When I didn't respond, Paul coughed, he wasn't as close to me anymore but his swollen lips lingered around mine, his hand on my waist. "Look, I know you're getting over somebody." He was nodding as if he understood and his eyes softened. "I am too."

"When did you break up?"

He smiled, shrugging and I watched his eyes lose a bit of a spark. "A little over a month now." He blinked, looking away for a bit before meeting my eyes again and he looked sad but it was resolved in a way. "We were together for a few years so I get not wanting to jump into anything."

And that made me feel better, even if it wasn't by much. I tried not to allude to how much that calmed me. Bashful, I avoided his gaze. "You don't know anything about me."

He was smirking, I could hear it in his voice and it was still so charming. "I'm not trying to be your boyfriend, I just like being around you."

"And we have chemistry."

"Do we?"

"So much."

And that was sweet, and he was cute, and I'd never been kissed like that before so I didn't want to hesitate, it wasn't like he wanted to fall in love.

I found myself nodding, "Not official?"

"Not official."

And I nodded, Paul stepping back, smile wide as if he hadn't had my body pinned. He was suspiciously holding in his laughter as he stared at the place he'd been kissing and seemed enjoy how completely confused I was.

And giving him a look, I made my way to the door, Paul catching up.

We'd been in the restroom for over fifteen minutes and that was bound to cause suspicion. I was just thankful the place wasn't so busy and no one had come in.

I couldn't be so careless, I told myself, even if there really wasn't a need.

"I..." I looked up at Paul as we made it to the back exit, walking around to the front so we wouldn't be caught coming from the bathroom together. Paul licked his full lips, "I know that commitment is the last thing you want right now but can we come to a mutual understanding that we're not kissing anyone else?"

Rolling my eyes, I smiled over at him, "Who would I kiss besides you, Paul?"

And before we'd made it to the door, he kissed me again, the way I was perfectly content with him having his lips on mine, irritating me. I was starting to lose my grip on reality as he intertwined my fingers with his, "you don't know how long I've wanted to do that."

And holding my hand, he tried to lead me to the door of the pizza joint, stopping when I snatched back from him as if he'd burned me. We were in public and gay affection was frowned upon.

"I thought you were out the closet..." he said as more of a question, looking at me as I looked around.

"I am," and I was but being in the closet for so long, you get used to the darkness, "I just- I don't want to publicize anything."

He scanned me for a minute, hand coming to push my face towards him slightly and I resisted the urge to push him away.

It wasn't his fault and I couldn't make it his fault; I agreed to being whatever with Paul and I liked him so there was no reason for me to act like I didn't.

He gave me a soft smile, hand dropping, "You're scared."

"I'm not."

Rolling his eyes, Paul leaned closer, hands caging me against the wall behind me as I backed up.

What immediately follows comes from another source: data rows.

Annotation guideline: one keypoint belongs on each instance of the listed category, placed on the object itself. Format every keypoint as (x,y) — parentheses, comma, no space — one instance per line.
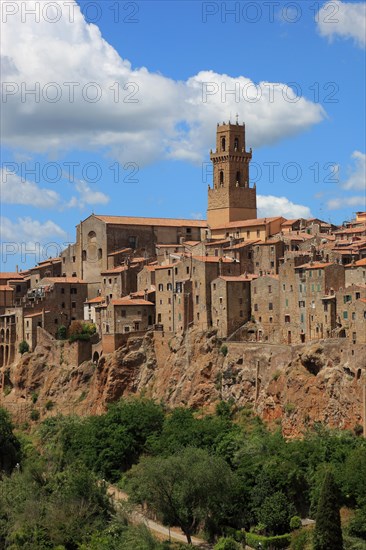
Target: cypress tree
(328,531)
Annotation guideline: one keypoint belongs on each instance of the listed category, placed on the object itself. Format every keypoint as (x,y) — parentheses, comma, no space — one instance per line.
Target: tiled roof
(11,275)
(315,265)
(161,222)
(131,302)
(213,259)
(121,251)
(97,300)
(357,263)
(63,280)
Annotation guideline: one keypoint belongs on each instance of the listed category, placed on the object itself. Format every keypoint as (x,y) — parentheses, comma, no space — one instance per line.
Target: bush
(275,543)
(34,415)
(227,544)
(224,350)
(300,540)
(61,332)
(295,523)
(23,347)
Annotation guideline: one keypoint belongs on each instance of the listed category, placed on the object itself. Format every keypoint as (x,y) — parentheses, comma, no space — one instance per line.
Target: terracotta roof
(118,269)
(243,244)
(63,280)
(97,300)
(37,314)
(249,223)
(357,263)
(219,241)
(131,302)
(161,222)
(315,265)
(191,243)
(238,279)
(122,250)
(213,259)
(11,275)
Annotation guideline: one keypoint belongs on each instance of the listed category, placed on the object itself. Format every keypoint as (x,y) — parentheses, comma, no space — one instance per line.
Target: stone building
(97,237)
(230,303)
(266,256)
(231,198)
(266,307)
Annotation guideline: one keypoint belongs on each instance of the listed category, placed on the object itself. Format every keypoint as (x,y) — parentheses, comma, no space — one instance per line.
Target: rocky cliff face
(297,385)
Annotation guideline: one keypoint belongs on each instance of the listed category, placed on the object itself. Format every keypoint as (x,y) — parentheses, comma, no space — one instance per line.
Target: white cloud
(152,117)
(339,203)
(357,177)
(269,205)
(17,190)
(87,196)
(347,20)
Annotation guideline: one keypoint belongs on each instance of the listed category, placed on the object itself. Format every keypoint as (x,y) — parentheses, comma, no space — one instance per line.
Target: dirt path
(138,517)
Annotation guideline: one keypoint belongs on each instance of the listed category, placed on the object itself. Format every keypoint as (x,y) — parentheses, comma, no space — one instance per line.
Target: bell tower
(231,199)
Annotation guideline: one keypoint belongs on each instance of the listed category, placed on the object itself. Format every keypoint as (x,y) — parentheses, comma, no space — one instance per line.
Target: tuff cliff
(298,385)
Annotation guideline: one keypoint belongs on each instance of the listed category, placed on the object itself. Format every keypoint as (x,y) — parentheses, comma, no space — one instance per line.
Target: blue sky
(132,134)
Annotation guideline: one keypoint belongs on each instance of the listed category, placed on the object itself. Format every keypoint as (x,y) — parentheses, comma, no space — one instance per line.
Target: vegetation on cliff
(221,473)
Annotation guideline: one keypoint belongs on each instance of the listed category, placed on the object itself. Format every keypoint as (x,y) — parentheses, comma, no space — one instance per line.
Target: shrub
(34,397)
(269,543)
(295,523)
(61,332)
(224,350)
(227,544)
(34,415)
(23,347)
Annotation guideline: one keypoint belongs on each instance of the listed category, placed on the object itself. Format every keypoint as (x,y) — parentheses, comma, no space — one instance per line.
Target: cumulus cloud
(357,176)
(346,20)
(269,205)
(17,190)
(87,196)
(88,97)
(339,203)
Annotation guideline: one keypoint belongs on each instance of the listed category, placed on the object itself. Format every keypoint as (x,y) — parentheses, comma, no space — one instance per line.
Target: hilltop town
(262,280)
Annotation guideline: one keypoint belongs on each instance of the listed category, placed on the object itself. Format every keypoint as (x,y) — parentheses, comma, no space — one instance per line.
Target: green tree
(328,532)
(186,490)
(9,444)
(23,347)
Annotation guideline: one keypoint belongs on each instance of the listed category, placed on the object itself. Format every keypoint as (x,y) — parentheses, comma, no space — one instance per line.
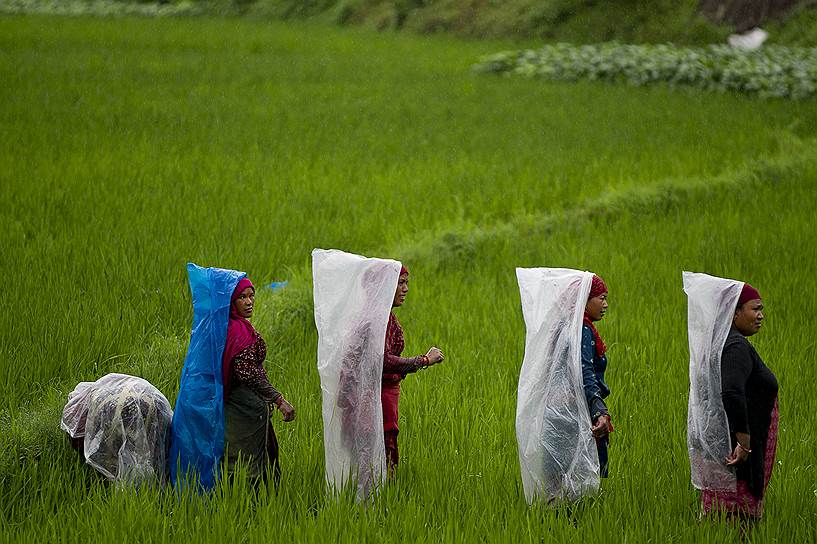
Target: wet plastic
(353,297)
(557,452)
(198,422)
(124,422)
(712,304)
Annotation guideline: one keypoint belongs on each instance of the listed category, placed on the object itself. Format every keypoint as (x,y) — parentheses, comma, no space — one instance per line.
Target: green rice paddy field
(131,146)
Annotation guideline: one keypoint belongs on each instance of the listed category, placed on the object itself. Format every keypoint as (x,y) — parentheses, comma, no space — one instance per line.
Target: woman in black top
(749,394)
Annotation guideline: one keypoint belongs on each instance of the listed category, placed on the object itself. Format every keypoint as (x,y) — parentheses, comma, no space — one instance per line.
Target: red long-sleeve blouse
(395,367)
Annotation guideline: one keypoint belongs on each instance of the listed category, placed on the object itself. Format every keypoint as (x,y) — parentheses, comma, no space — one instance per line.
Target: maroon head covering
(597,288)
(748,293)
(240,334)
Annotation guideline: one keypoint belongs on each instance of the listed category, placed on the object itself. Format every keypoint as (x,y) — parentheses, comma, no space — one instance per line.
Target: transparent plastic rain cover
(712,303)
(353,297)
(557,452)
(125,422)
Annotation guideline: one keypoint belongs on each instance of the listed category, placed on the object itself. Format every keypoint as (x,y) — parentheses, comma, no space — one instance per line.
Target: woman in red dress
(395,368)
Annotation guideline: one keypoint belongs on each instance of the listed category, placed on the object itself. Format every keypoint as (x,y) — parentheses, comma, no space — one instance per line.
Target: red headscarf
(597,288)
(240,334)
(748,293)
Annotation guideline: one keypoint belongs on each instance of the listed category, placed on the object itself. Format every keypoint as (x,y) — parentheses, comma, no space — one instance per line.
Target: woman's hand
(286,408)
(740,453)
(434,356)
(602,426)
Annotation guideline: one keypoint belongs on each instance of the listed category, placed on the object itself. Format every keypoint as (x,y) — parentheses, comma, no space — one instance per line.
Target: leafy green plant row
(774,71)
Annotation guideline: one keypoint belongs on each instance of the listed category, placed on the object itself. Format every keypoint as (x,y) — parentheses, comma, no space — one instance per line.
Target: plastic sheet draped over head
(198,422)
(712,304)
(557,452)
(353,297)
(124,422)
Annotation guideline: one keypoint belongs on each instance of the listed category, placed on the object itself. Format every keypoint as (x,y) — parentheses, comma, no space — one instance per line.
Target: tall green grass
(131,147)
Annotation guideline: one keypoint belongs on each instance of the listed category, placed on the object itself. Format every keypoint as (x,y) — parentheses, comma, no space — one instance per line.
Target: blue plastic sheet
(197,442)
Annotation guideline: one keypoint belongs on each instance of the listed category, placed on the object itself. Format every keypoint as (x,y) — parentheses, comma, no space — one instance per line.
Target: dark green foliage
(773,71)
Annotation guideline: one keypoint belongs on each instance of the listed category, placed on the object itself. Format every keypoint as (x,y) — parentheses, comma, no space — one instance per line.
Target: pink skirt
(741,501)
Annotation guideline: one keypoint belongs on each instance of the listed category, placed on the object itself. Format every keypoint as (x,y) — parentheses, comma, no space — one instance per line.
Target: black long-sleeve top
(748,391)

A sharp intake of breath hadn't stopped him as he nuzzled his face into the crook of y neck, "Kiss me then."

And I sighed at that, no matter how much I wanted to, my arms pushing him away a little, "Paul..."

"You're scared and it's okay to be scared."

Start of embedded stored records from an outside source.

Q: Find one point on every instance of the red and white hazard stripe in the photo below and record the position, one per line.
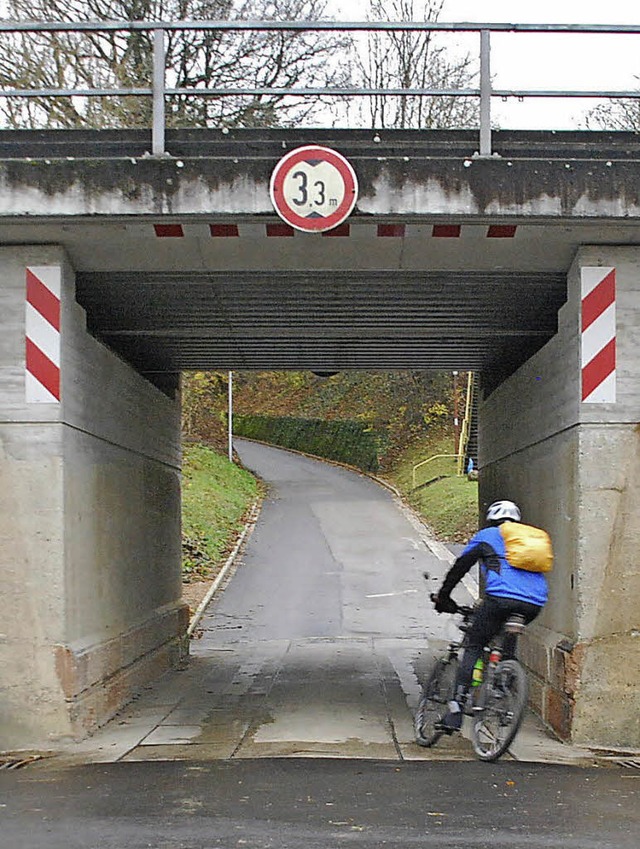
(598, 335)
(42, 379)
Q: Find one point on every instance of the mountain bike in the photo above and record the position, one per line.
(496, 701)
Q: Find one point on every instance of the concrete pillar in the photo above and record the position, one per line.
(574, 468)
(89, 515)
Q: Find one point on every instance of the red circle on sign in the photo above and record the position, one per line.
(312, 156)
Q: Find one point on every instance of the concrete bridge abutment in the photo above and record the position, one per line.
(89, 514)
(574, 468)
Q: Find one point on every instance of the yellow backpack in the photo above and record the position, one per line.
(527, 547)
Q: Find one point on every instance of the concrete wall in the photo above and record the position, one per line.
(575, 469)
(89, 527)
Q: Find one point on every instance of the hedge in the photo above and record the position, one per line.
(345, 441)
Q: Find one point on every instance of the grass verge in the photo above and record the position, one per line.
(448, 506)
(216, 497)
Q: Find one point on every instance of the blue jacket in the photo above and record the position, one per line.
(501, 579)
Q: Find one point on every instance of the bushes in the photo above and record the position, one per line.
(345, 441)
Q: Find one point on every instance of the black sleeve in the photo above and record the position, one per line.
(481, 551)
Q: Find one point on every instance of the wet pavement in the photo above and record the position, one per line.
(318, 644)
(291, 725)
(323, 803)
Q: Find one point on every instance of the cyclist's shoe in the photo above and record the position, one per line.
(450, 722)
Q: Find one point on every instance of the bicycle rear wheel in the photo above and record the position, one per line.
(505, 699)
(433, 704)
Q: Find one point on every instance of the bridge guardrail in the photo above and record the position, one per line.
(159, 91)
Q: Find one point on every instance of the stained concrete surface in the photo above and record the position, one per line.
(319, 642)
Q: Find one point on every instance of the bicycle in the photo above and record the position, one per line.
(496, 703)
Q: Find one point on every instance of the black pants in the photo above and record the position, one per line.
(486, 623)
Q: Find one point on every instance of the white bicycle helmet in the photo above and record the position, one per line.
(503, 510)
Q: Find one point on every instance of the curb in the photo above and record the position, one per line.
(248, 527)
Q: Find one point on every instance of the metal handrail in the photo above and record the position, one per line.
(159, 91)
(430, 460)
(466, 425)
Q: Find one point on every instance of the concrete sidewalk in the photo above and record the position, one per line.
(310, 698)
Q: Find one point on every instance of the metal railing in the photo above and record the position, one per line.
(159, 91)
(445, 469)
(465, 430)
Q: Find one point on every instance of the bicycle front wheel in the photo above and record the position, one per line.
(433, 704)
(505, 699)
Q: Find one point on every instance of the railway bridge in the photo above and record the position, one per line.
(119, 270)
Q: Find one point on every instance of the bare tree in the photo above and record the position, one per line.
(615, 114)
(413, 60)
(196, 59)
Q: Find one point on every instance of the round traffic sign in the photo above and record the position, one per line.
(314, 188)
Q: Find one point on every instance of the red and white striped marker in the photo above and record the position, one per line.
(42, 378)
(598, 335)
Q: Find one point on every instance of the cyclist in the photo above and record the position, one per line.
(507, 590)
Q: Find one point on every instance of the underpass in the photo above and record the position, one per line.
(319, 643)
(159, 265)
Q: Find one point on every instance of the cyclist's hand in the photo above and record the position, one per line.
(445, 604)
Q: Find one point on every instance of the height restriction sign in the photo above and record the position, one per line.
(314, 188)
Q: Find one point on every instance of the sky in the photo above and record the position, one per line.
(543, 61)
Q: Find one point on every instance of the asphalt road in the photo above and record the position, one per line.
(291, 727)
(319, 804)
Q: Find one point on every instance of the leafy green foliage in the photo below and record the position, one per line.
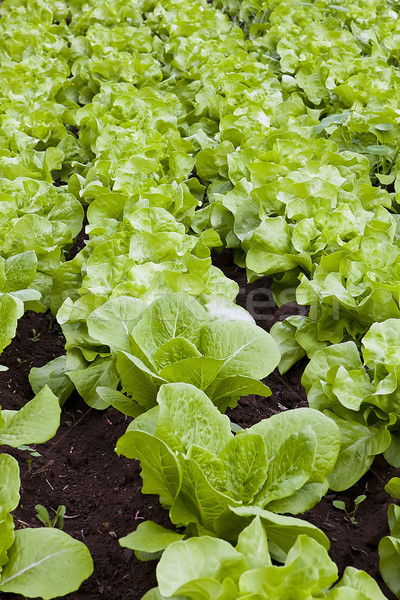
(36, 562)
(212, 567)
(202, 472)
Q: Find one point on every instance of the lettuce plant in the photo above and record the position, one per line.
(220, 350)
(36, 562)
(389, 546)
(208, 567)
(16, 276)
(212, 481)
(361, 394)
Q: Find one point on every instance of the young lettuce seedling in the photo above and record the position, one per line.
(350, 515)
(43, 515)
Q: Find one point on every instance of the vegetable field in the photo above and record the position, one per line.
(200, 299)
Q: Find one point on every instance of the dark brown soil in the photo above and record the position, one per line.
(79, 468)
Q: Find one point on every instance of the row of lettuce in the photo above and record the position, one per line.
(165, 118)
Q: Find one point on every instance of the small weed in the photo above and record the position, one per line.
(350, 515)
(33, 454)
(36, 336)
(43, 515)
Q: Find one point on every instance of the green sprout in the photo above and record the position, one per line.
(36, 336)
(43, 515)
(350, 515)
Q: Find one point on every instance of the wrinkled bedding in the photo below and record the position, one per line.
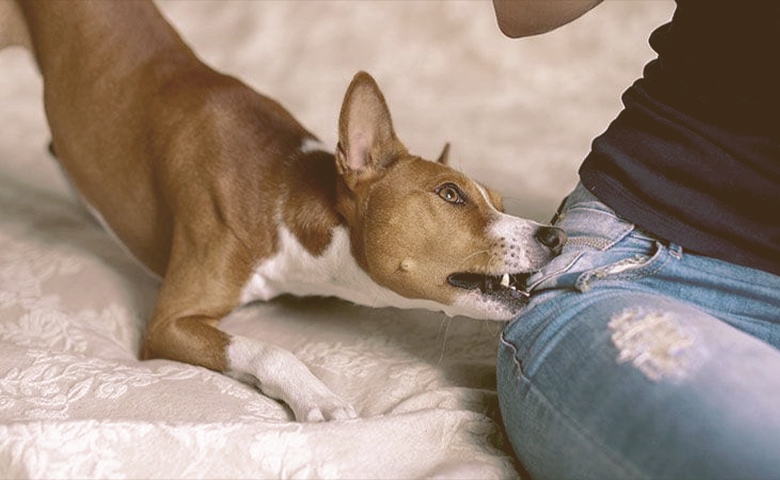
(75, 402)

His hand was tangling with mine, lips placing a little peck on the slightly bruised knuckles; all my bruises had faded except for the faint marks on my hands. And for the first time in weeks, I felt a little better.

"I just- I don't want to go through the same thing again."

And after a while, he nodded, eyes looking into mine as he dropped my hand, it swinging to my side without his warmth, "I get it. But Jules, as long as you're hiding yourself, you'll never be truly happy..." And wise as ever, he gave a soft, barely-there smile, "There's always gonna be someone who disagrees."

What're you? My moral compass?

And his words stuck with me, even after he'd ushered me inside and made up some lie about us going for a walk, they were playing on constant repeat in my head.

And I couldn't turn it off.

A/N:

mushy gushy lovey-dovey.

paul has a commitment kink tbh. he's one for relationships.